Hello everyone, I’m Monster Review Girl. Today I’d like to talk about the Monster Hunter feature film that was in theaters late last year.
Releasing on December 18th of last year in the US, the movie had not been without controversy. People who enjoyed the monster hunter games were deeply concerned about how the film would do.
With this concern in our hearts and hoping to just see really cool monsters, my husband and I made a date night of going to see this film.
The movie follows Lieutenant Artemis (Mila Jovovich) and her Alpha team (T.I., Meagan Good, Diego Boneta, Josh Helman, and Jin Au-Yeung) as they are transported by an unknown artifact to another world filled with giant monsters. This does not go well for most of them, leaving Artemis as the final survivor. That is until she joins up with The Hunter (Tony Jaa).
While the language barrier between the two poses challenges, eventually they figure each other out and begin to work together to deal with the threats that keep them where they are. That being a massively territorial Black Diablos trapping them in the day and the nocturnal Nerscylla subspecies harassing them at night.
Using the venom in the Nerscylla to try and sedate the Black Diablos, the two set out on a Hunt. After a tense hunt, they bring the beast down but one part of the fight injures Jaa’s character. After a long trek and some use of an emergency medical kit, the two find an oasis and settle down for the time being. While there, we find out a tiny bit about The Hunter. Namely that a Rathalos, one of the more powerful monsters in the game, killed his family. While this is never outright said during the sequence, what dialogue there is conveys exactly what has been lost.
As this is processed, a Rathalos appears as if summoned by the utterance of its name like a fire breathing Beetlejuice. The resulting stampede from wildlife almost kills the two if not for the fortunate arrival of the Admiral (Ron Perlman) and the Handler (Hirona Yamazaki). After some exposition, the party now arrives at the apparent source of the rift that brought Artemis into this world.
However, this source, a tower, had a guardian. A Greater Rathalos, named as such for its massive size. (for context, the average Rathalos is 55 feet ten inches long. The Greater Rathalos featured in the movie is 152 feet eleven inches long.)
What follows is a spectacle of a fight. At one point Artemis falls through a rift back to her native world, only for the Rathalos to follow her there. Said Rathalos proceeds to assert dominance all over the human military forces that arrive to deal with it, only to die at the hands of the protagonists.
The film ends with the Elder Dragon Gore Magala intruding on the hunt and the party leaping to engage.

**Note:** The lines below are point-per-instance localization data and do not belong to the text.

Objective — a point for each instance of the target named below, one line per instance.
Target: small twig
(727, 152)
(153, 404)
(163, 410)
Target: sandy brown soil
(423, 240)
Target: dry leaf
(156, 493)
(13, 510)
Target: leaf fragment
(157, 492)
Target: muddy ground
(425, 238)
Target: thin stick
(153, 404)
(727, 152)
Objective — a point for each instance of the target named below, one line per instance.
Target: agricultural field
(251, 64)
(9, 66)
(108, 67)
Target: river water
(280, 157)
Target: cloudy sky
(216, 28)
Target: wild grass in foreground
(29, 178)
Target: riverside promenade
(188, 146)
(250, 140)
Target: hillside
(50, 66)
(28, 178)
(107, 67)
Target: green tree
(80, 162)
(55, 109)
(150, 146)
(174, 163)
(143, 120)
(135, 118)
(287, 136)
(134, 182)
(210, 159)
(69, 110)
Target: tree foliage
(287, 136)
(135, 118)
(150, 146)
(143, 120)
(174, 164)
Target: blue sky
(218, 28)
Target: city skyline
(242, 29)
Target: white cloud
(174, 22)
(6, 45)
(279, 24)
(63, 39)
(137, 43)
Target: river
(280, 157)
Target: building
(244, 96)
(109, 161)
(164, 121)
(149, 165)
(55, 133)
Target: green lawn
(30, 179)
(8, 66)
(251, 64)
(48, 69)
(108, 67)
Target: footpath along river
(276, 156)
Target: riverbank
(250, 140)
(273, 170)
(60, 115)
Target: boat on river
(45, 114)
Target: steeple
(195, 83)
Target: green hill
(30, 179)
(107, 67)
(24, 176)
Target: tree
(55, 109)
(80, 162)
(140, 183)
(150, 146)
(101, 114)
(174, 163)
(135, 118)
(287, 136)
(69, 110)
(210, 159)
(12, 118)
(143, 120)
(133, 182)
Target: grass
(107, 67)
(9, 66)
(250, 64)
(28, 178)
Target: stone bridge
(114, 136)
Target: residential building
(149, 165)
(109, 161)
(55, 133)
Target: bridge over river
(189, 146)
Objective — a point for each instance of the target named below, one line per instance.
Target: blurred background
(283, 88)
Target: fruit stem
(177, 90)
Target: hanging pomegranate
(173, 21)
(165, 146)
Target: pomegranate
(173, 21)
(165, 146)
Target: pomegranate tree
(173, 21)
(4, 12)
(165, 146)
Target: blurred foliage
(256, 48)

I went into this film expecting an absolute trash fire. But instead, I got a rather pleasant film. The CGI was gorgeously done (The monsters looked almost exactly how they should be, and they felt like real animals). The practical effects were nice (although whoever did Perlman’s makeup and hair needs a refresher). I actually had to look away at one of the sequences that involved the Nerscylla variants.
An interesting facet was the realism they took with some of the monsters. For context, the spider creatures called Nerscylla normally hunt a monster called Gypceros and wear it’s skin. This is to shield themselves from the sun. The nerscylla we see in the movie live in the desert where there are no Gypceros. As a result, they’ve shifted to an underground, nocturnal, colony-based lifestyle.
The one thing I didn’t like about the movie was the story. While what they had was nice, the story felt rushed. The language barrier was, while an interesting plot element, really should have been done away with a lot sooner. I suggest this so we could get a better insight into Jaa’s character.
Another issue I had was the monster choice for the finale creature. While I understand the choice they made, in the biology of the world Gore Magala wouldn’t suit. Other monsters they could have used would be Gogmazios, a massive creature that feeds off gun powder. Or Amatsu, a gorgeous Asian dragon inspired creature with command over wind and rain.
All tolled, the Monster Hunter film was much better than I expected going in. If you’re into a fast-paced spectacle of a movie, this is the one for you.